- App icon on iTunes
- Publishers: Space Inch, LLC
- Platforms: iOS, Android, Windows Phone
- Release: April 1, 2014
- Genre: Incremental game
- Mode: Single-player

= Make It Rain: The Love of Money =

2014 incremental video game

Make It Rain: The Love of Money is a 2014 incremental mobile game published by American indie studio Space Inch LLC. In the first week after its launch on the Apple OS, it was with 2 million downloads the most downloaded game in the iTunes Store. Inside the game, virtual money can be earned with insider trading, subprime mortgages and the bribing of political figures. According to the creators, the game is a satire on the obsession with wealth.
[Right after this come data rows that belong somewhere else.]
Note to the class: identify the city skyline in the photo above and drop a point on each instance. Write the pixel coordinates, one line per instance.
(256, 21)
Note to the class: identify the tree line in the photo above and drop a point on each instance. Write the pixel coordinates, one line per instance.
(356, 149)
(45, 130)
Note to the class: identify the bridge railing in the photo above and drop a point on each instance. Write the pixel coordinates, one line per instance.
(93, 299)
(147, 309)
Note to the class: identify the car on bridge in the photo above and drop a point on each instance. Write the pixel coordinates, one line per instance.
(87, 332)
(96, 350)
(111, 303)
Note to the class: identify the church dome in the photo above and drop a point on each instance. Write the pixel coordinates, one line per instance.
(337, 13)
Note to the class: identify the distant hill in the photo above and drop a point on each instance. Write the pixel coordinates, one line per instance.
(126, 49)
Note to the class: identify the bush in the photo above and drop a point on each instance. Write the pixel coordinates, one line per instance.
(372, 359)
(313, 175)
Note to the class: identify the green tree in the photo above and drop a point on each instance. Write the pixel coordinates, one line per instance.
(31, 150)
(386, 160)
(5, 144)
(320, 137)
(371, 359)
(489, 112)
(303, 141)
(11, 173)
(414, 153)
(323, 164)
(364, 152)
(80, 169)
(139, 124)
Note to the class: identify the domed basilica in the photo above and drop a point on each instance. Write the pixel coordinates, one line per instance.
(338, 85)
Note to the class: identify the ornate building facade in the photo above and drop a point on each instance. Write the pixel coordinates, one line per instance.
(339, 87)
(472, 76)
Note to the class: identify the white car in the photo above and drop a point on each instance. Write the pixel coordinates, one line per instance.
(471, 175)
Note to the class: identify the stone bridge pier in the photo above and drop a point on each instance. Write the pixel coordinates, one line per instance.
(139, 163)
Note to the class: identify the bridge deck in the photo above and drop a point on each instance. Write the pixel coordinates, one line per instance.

The game is available for Apple iOS, Android and Windows Phone operating systems. The idea for the game was originally inspired from a previously released game called Make Money Rain.

== Gameplay and themes ==
As an incremental game, there is no end goal in Make it Rain, but rather the endless goal of acquiring more currency, which ties into the game's themes of greed and corruption. This can be done through in-game means, or through in-app purchases. Space Inch's Chairman Josh Segall, who is a criminal lawyer, indicated that he found it disturbing that the option to bribe the FBI is the most popular paid purchase within the game.

== Development ==
According to Josh Segall, the company spent $10,000 on development and $1,000 on marketing of the game and returns a daily profit of $50,000 with advertisements and purchases within the game. Space Inch also published the games Inch Disco Bees and Say The Same Thing. Andy Ross, guitarist of the band OK Go is lead developer at Space Inch, LLC.